Tiba-tiba Aku terbangun merasakan dinginnya malam. Berjalan keluar kamar untuk mencari segelas air putih. Aku melihat Ayah yang tengah tertidur di ruang makan. Aku merasa kasian dengan Ayah yang berjuang hingga malam untuk mencari uang untuk menghidupi keluarga. Aku bergegas mencari selimut agar Ayah tak merasakan dinginnya malam hari.

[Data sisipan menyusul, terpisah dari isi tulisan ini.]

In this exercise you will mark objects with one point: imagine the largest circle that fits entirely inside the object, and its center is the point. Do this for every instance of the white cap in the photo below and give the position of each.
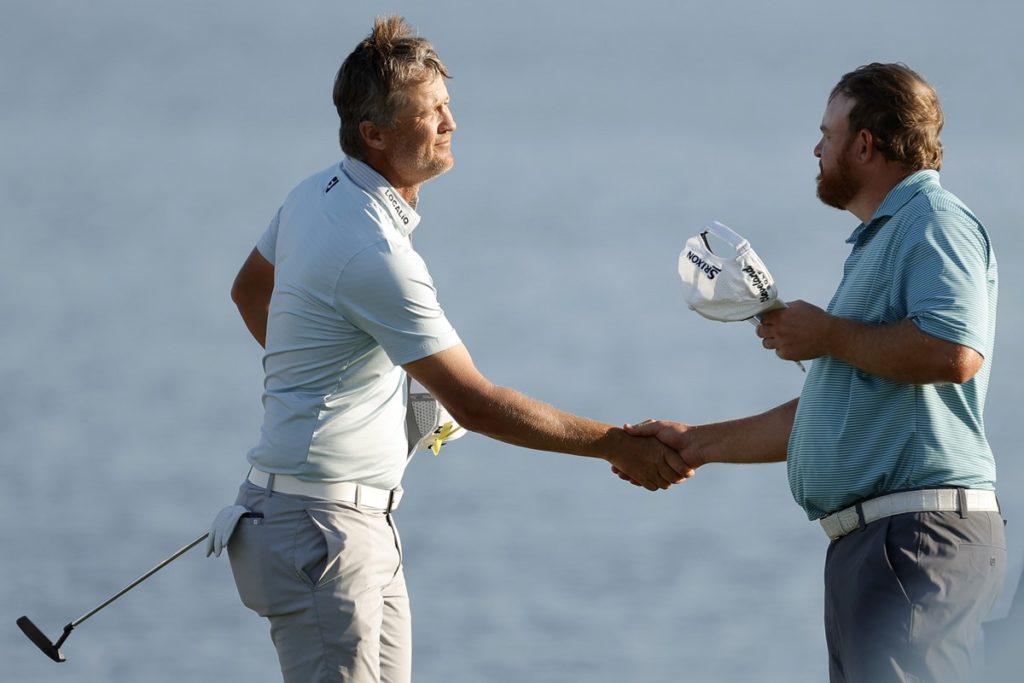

Ayahku bekerja keras untuk mimpi anaknya sedangkan diriku hanya sedikit berusaha untuk meraih mimpiku. Aku merasa usahaku masih kurang untuk meraih mimpi. Akhrinya aku memutuskan untuk kembali belajar. Ayah saja rela sampai malam untuk mencari uang sedangkan diriku hanya tidur dan tak belajar sama sekali. Aku merasa malu karena usahaku selama ini masih kurang untuk meraih mimpiku.

"Ayah aja berusaha dengan sangat keras, aku juga harus lebih berusaha keras untuk meraih mimpiku,"gumamku dalam kamar. Akhirnya aku membaca beberapa soal dan berusaha menyelesaikannya.

Tak sengaja aku mengingat wanita cantik bernama Aurora seakan-akan aku tersenyum sendiri ketika bertemu pertama kali dengan wanita unik itu. Bukan karena kecantikannya tapi karena pemikirannya yang membuat diriku sadar bahwa orang kaya tak selamanya sombong.

Tanpa aku sadari Ayah tiba-tiba sudah duduk di ranjangku. "Loh jam segini kok masih belum tidur ta le,"ucap Ayah sambil melihat beberapa buku yang berada di ranjangku.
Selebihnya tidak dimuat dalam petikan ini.